Bukan berarti dia gak kontribusi. Dalam dua musim:
- 35 gol dari 102 penampilan
- Juara Copa del Rey 2021
- Sering tampil clutch di laga besar
Tapi ekspektasi harga segede itu jelas lebih tinggi. Fans Barca juga mulai frustrasi karena performanya gak stabil, meski dia selalu kerja keras dan gak pernah ngeluh.
Balik ke Atlético: Seperti Pulang ke Rumah
Tahun 2021, Griezmann akhirnya balik ke Atlético dengan status pinjaman, yang akhirnya jadi permanen. Dan langsung, kayak gak butuh waktu adaptasi—Grizi versi terbaik balik lagi.
Di musim 2022–23, dia tampil luar biasa:
- 15+ gol dan 15+ assist di La Liga
- Bawa Atlético kembali ke papan atas
- Jadi playmaker utama yang bebas eksplorasi
Diego Simeone tahu banget cara pakai dia: dikasih kebebasan tapi tetap dalam sistem yang disiplin. Dan hasilnya? Salah satu musim terbaik sepanjang kariernya.
Timnas Prancis: Bukan Cuma Supporter Mbappé, Tapi Mesin Tengah
Di Piala Dunia 2018 dan 2022, Griezmann adalah jantung permainan Prancis. Dia mungkin gak selalu jadi pencetak gol utama, tapi dia adalah pemain yang ngerangkai semuanya dari belakang.
Di Euro, Piala Dunia, Nations League—lo bakal lihat satu hal konsisten: Griezmann gak pernah main setengah-setengah buat negaranya. Dia turun bertahan, nyari bola, kasih umpan, dan tetap jadi ancaman di sepertiga akhir.
Didier Deschamps bahkan bilang: “Griezmann adalah pemain paling penting dalam sistem saya.” Dan itu datang dari pelatih yang bawa Prancis ke dua final Piala Dunia.
Gaya Main: Campuran Gelandang Serang, Striker, dan Tukang Pressing
Griezmann itu unik banget karena dia gak bisa dikotak-kotakkan. Dia bisa:
- Main di belakang striker (second striker)
- Jadi false nine
- Turun ke tengah kayak gelandang box-to-box
- Nge-press kayak pemain bertahan
Staminanya gokil, visi permainannya tinggi, dan meski badannya kecil, dia jarang kalah duel. Dia juga bisa adaptasi ke siapa pun partnernya: dari Mbappé sampai Morata.

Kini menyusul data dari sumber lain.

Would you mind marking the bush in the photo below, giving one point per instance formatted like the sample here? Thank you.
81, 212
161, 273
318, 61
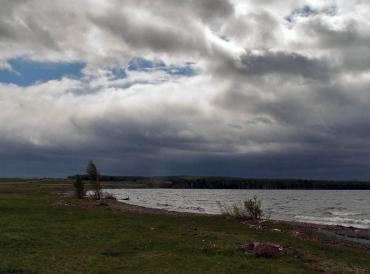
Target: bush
251, 210
79, 187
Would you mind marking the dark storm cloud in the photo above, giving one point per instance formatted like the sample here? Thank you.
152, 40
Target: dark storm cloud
285, 63
270, 98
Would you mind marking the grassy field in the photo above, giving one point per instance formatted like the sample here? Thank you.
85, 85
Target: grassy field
43, 231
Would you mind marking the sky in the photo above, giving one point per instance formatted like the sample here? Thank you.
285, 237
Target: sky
185, 87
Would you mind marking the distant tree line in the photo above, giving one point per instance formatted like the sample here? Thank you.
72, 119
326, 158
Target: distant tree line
234, 183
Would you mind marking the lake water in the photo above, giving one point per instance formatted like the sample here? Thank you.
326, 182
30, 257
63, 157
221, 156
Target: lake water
334, 207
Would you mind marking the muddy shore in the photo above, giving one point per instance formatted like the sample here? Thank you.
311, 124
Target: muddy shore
344, 232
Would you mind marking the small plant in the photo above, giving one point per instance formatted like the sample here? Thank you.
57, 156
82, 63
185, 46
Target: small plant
94, 177
79, 187
251, 210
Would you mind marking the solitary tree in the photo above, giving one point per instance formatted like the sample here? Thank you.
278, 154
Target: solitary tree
94, 177
79, 187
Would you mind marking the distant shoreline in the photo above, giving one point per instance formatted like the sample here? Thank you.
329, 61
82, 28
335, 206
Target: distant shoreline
343, 232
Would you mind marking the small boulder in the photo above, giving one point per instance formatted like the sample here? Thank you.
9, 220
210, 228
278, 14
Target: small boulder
261, 249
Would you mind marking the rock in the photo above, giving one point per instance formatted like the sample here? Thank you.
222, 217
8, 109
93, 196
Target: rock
102, 203
261, 249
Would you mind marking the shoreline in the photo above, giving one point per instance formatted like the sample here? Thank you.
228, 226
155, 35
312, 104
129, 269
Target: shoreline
347, 233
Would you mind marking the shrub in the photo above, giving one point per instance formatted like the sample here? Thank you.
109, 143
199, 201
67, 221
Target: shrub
79, 187
94, 177
253, 208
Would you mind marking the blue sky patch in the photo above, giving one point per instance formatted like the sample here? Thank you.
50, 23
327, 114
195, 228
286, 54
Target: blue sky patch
142, 64
26, 72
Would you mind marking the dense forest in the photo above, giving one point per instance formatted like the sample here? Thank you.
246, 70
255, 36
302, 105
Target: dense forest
231, 183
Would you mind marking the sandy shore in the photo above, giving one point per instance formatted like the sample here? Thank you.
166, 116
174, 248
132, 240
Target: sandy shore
350, 232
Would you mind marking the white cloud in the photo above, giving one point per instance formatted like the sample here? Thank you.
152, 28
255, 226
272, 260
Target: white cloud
266, 86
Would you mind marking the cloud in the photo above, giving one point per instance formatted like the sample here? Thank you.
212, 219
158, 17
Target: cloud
187, 87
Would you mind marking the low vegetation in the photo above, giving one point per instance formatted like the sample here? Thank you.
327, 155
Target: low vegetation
94, 177
79, 188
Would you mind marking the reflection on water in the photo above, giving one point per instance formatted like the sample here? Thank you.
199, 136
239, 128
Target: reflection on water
339, 207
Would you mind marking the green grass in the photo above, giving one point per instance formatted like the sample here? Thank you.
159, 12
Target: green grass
41, 233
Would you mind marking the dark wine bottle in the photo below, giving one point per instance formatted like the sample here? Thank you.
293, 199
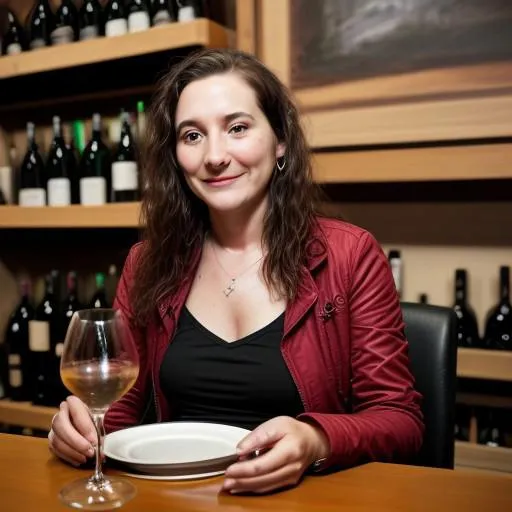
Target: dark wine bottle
115, 19
162, 12
90, 20
95, 168
139, 18
467, 326
13, 40
99, 299
395, 262
43, 331
68, 308
32, 191
59, 168
490, 431
125, 179
42, 24
191, 9
66, 23
498, 326
17, 346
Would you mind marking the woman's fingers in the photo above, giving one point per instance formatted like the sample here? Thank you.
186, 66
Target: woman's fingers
283, 477
65, 433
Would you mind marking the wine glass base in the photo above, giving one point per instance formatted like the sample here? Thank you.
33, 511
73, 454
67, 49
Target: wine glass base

Kesimpulan: Griezmann, Pemain Jenius yang Butuh Sistem yang Ngerti Dirinya
Antoine Griezmann bukan flop. Tapi dia juga bukan tipikal bintang yang cocok di semua sistem. Dia butuh pelatih yang ngerti gaya mainnya, dan rekan yang bisa sinkron sama movement-nya. Di Atletico dan Prancis, dia dapat itu. Di Barcelona? Sayangnya enggak.
Tapi satu hal yang gak bisa dibantah: Griezmann adalah pemain dengan etos kerja gila dan IQ bola di atas rata-rata. Dia bukan cuma soal gol, tapi soal gimana ngerangkai permainan modern dengan cara yang elegan tapi efisien.